When talking about the story versus the script I should be clear. The story is the outline that the script is based upon and defines the elements and timeline of the script. The director determines not only the tone that the actors offer but also the pacing and camera shots to help ellicit the emotional response of the audience.

One of the weaknesses that I found in the story was that there was little sign of adult leadership and deep-rooted political motives. It felt more like we were bearing witness to young tools being used by a very few adult icons with some big consequences that we have little chance of understanding.

I also found it difficult to understand how Rey so easily picked up on how to tap into her abilty to use the Force and so handily stood up to Kylo Ren who had years of training in it.
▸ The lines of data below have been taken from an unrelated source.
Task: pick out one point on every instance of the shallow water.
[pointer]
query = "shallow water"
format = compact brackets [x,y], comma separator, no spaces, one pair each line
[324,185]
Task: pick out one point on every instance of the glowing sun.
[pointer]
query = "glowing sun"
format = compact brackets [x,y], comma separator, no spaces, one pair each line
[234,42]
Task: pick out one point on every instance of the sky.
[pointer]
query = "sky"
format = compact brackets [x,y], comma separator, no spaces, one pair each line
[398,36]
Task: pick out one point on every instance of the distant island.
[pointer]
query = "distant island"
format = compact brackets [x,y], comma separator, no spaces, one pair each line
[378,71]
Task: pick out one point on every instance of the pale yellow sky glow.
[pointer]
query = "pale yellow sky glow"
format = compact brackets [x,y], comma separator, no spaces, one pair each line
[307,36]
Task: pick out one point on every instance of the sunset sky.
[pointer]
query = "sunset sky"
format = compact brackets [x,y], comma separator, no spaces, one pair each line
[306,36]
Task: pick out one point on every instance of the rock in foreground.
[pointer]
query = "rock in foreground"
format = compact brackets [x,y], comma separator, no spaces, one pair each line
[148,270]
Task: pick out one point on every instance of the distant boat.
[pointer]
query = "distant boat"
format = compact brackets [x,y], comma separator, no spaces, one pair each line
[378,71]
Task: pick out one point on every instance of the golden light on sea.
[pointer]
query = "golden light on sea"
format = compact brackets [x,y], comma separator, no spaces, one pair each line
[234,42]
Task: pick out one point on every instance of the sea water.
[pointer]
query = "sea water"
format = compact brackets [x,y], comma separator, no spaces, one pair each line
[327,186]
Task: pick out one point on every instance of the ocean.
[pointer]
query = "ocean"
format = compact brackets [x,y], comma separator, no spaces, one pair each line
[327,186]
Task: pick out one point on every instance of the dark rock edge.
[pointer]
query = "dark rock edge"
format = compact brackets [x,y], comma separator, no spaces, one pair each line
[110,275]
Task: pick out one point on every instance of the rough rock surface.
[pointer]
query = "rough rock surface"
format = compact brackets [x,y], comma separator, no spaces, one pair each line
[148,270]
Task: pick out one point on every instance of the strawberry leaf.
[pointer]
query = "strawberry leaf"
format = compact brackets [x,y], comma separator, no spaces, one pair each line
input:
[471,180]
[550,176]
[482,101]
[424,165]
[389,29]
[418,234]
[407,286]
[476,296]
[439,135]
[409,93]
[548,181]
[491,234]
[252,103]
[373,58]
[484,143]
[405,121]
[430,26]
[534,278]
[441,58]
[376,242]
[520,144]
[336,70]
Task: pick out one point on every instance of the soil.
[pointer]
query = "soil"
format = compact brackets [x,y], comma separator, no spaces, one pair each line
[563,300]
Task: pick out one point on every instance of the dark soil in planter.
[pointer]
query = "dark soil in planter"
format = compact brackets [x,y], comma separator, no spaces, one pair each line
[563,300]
Perhaps those who inhabit isolated desert planets develop a more inate ability with the Force than others do or perhaps there is more to Rey’s backstory than we’ve seen so far but her skill was far too readily accessible for me to find palatable.

I also would have prefered a more emotionable journey than what was offered. More expressive shots of the actors as they emoted what they were feeling. I gathered that the film was more targetted towards a younger audience than me.

So where does that leave us?

If the silimarities between A New Hope and The Force Awakens were meant more as a nod to the original film then I say thank you. It was put on a bit too heavy but thank you. I would have prefered a fresh film with all new experiences and more chances for an emotional connection to the characters. Even so, there was enough difference in the characters to offer this still in the upcoming films and new possibilities and I look forward to seeing what lies in store for the rest of the Star Wars saga.